Отец хотел, чтобы имя было как-то созвучно с именем его мамы – Суры (Сары). Здесь имя «Саша» было подходящим. А мама, не перестававшая играть в театре даже на девятом месяце беременности (поэтому я смело могу сказать, что родился на сцене), и вернувшаяся на сцену почти сразу после родов, спросила у Михоэлса, бывшего для всех госетовских актеров и богом, и царём, и отцом родным, как назвать сына:
- Александр? Сендер? Сендер Мукдн? Македонский? - будто на вкус пробовал Соломон Михайлович это имя и слушал, как оно звучит по-еврейски. (Тогда в еврейских театрах с успехом шла инсценировка повести Шолом-Алейхема "Сендер Бланк и его семейка".)
- Ну что ж, - сказал Михоэлс, - хорошее имя, которое евреи давали своим первенцам за то, что Александр Македонский не разрушил Иерусалимский храм.
Существует предание, что когда Александр Македонский осадил Иерусалим, верховные жрецы Иерусалимского храма вышли к нему с просьбой: захватив город, не разрушать храм. За это евреи пообещали полководцу назвать в его честь новорождённых еврейских младенцев. Обе стороны выполнили свое обещание. С тех пор имя Александр у евреев очень популярно.
Так я получил благославение от самого Михоэлса.
Ещё одно благословение я получил потом от актёра Малого театра Остужева. Александр Алексеевич был трагиком старой школы, героико-романтической, "мочаловской", которую отверг МХТ, но долго сохранял Императорский Московский Малый. Остужев - это был его сценический псевдоним. Настоящая фамилия - Пожаров. Моя мать считала его одним из величайших русских актёров. В Малом он играл Квазимодо, Отелло, Уриеля Акосту. Моя мама, будучи после закрытия ГОСЕТа уже "бывшей" актрисой, оставалась заядлой театралкой.
Она мечтала, чтобы я тоже стал актёром. Мне было лет пять, когда мы шли по улице Горького (Тверской) и встретились с Остужевым. Поскольку актёр оглох ещё в 1910 году, но продолжал играть, то говорил он очень громко, чётко и торжественно. Мама сказала ему: "Александр Алексеевич, мы с моим сыном очень любим вас, мы дважды ходили смотреть вашего Уриеля Акосту. Мой мальчик мечтает стать актёром, таким, как вы".
Остужев вынул из кармана леденец и протянул мне. Он сказал, что всегда носит в кармане много конфет, чтобы раздавать детям. А потом положил мне на голову руку, словно для благословения, и, растягивая слова, божественным голосом произнёс: "Ты будешь великим актёром!" Услышав такое, мама аж засветилась от счастья. Мы пошли дальше. Конфета была слишком сладкой и невкусной. Я её выплюнул. Наверно, поэтому пророчество Остужева не осуществилось.

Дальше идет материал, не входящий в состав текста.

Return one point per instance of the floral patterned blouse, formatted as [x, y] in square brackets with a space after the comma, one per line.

Запомнилась мне встреча на улице с актёром кино Борисом Андреевым. На меня, малыша, огромное впечатление произвели его ботинки. Светло-коричнивые, до блеска начищенные, огромного размера. Андреев шёл носками врозь. Он был очень большой, и мои глаза не доставали до его лица, поэтому упёрлись в ботинки. Когда мы отошли, то оглянулись, а он оглянулся на нас и улыбнулся. Лицо у него было очень доброе. Много кого можно было встретить тогда на улице Горького, на Тверском бульваре, на Арбате...
Продолжение следует
Комментарии
Московский еврейский театр - эпоха!
Замечательные воспоминания. Они переносят в давние времена и приближают к замечательным людям.
Вспоминаются собственные впечатления о последнем периоде существования театра. С особой живостью вернулись впечатления празднования юбилея Льва Пульвера в Театре на Таганке (вероятно, по случаю 75-летия). Мы с женой сидели на последних рядах, а за нами оказалась группа артистов ГОСЕТа, которые, по-видимому, вместе встретились после большого перерыва. Этакое "соучастие" в их восприятии было удивительным дополнением к происходившему на сцене. Кстати, в числе поздравлявших был и Л.О. Утесов.